U.S. oil production grew 18 percent to a 25-year high in the past 12 months, the Energy Information Administration said, as horizontal drilling and hydraulic fracturing, or fracking, unlocked supplies in shale formations including the Eagle Ford in Texas and the Bakken in North Dakota.
Japan may rely on the U.S. for 20 percent of its liquefied petroleum gas imports in 2018, up from 3.5 percent last year, according to The Japan LP Gas Association, an industry group.
“Japan’s government is putting a high priority on importing LNG from North America,” Soichiro Yamashita, deputy director-general of energy, natural resources and environment finance group for JBIC, said in an interview. “Those projects that help Japan achieve a stable energy supply are very meaningful and that’s a promising market for Japanese banks.”
Besides the Cameron project, Chubu Electric Power Co. and Osaka Gas Co. announced 20-year contracts last year with Houston-based Freeport LNG Development LP to export 4.4 million ton of the gas from the proposed facility in Texas starting in 2017. Sumitomo Corp. and Tokyo Gas Co. also agreed to buy 2.3 million tons of LNG for 20 years from Dominion Resources Inc.’s planned Cove Point terminal in Maryland, due to begin in 2017.
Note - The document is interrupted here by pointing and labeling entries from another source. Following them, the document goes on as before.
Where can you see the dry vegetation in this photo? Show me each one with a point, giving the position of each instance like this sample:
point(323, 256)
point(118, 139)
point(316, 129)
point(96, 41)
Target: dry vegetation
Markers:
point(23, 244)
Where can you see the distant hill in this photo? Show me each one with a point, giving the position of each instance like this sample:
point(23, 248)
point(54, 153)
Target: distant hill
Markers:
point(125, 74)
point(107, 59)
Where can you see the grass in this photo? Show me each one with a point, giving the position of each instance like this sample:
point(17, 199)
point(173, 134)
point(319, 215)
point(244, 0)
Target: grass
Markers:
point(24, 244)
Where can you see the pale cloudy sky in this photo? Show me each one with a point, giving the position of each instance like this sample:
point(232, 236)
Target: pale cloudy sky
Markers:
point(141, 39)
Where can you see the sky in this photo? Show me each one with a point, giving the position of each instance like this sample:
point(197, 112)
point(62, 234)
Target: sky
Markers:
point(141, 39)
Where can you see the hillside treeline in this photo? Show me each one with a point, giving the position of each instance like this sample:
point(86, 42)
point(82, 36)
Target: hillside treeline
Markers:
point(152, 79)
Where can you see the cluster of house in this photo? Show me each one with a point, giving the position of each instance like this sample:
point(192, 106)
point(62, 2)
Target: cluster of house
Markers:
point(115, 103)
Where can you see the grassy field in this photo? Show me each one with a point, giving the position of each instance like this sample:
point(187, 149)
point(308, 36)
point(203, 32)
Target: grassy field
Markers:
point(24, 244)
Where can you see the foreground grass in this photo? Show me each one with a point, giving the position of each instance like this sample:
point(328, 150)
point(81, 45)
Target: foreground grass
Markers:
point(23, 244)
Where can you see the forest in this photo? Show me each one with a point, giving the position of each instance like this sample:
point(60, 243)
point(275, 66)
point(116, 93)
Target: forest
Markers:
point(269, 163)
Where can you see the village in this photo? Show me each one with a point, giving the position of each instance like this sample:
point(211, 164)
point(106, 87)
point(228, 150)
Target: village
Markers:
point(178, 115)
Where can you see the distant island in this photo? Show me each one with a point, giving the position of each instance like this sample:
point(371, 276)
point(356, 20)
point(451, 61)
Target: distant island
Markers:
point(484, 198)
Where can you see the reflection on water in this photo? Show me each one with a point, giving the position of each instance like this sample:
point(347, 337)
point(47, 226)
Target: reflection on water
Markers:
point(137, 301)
The spread of as much as 250 basis points, or 2.5 percentage points, that the Japanese banks are offering for the Cameron project in the 16-year credit facility compares with the premium from 300 to 325 basis points on seven-year loans for Cheniere Energy Inc.’s Sabine Pass LNG project in Louisiana, according to the company’s statement.
Prime Minister Shinzo Abe’s stimulus measures have helped lending at major banks climb for 12 months through November, according to Bank of Japan data. Even so, profits on loans are constrained by interest rates kept low by the BOJ’s bond buying.
The average net interest margin for the 85 lenders on the Tokyo Stock Exchange Topix Banks Index is 1.31 percent, the least in Asia, according to data compiled by Bloomberg based on their latest filings.
“The trend of lending growing but loan margins shrinking at the same time is continuing,” because of the BOJ stimulus, Takeshi Kunibe, the chairman of the Japanese Bankers Association, told reporters on Dec. 19.
Kunibe, who is also the president of Sumitomo Mitsui Banking Corp., said with overseas margins widening and opportunities in infrastructure and energy-related projects emerging, his bank’s overseas business will probably expand.
Japan’s 10-year benchmark bond yield was at 0.68 percent today, the world’s lowest, as the BOJ buys more than 7 trillion yen ($67 billion) of sovereign notes a month to spur inflation. The yen traded at 104.18 per dollar as of 4:48 p.m. in Tokyo, after touching 104.64 last week, the weakest since October 2008. Japanese markets were closed for a holiday yesterday.
“These projects are attractive for banks now that the government has made it its policy to strengthen” energy procurement,’’ said Naoko Nemoto, managing director of financial institutions ratings at Standard & Poor’s in Tokyo. “But there are risks involved because these are overseas projects.”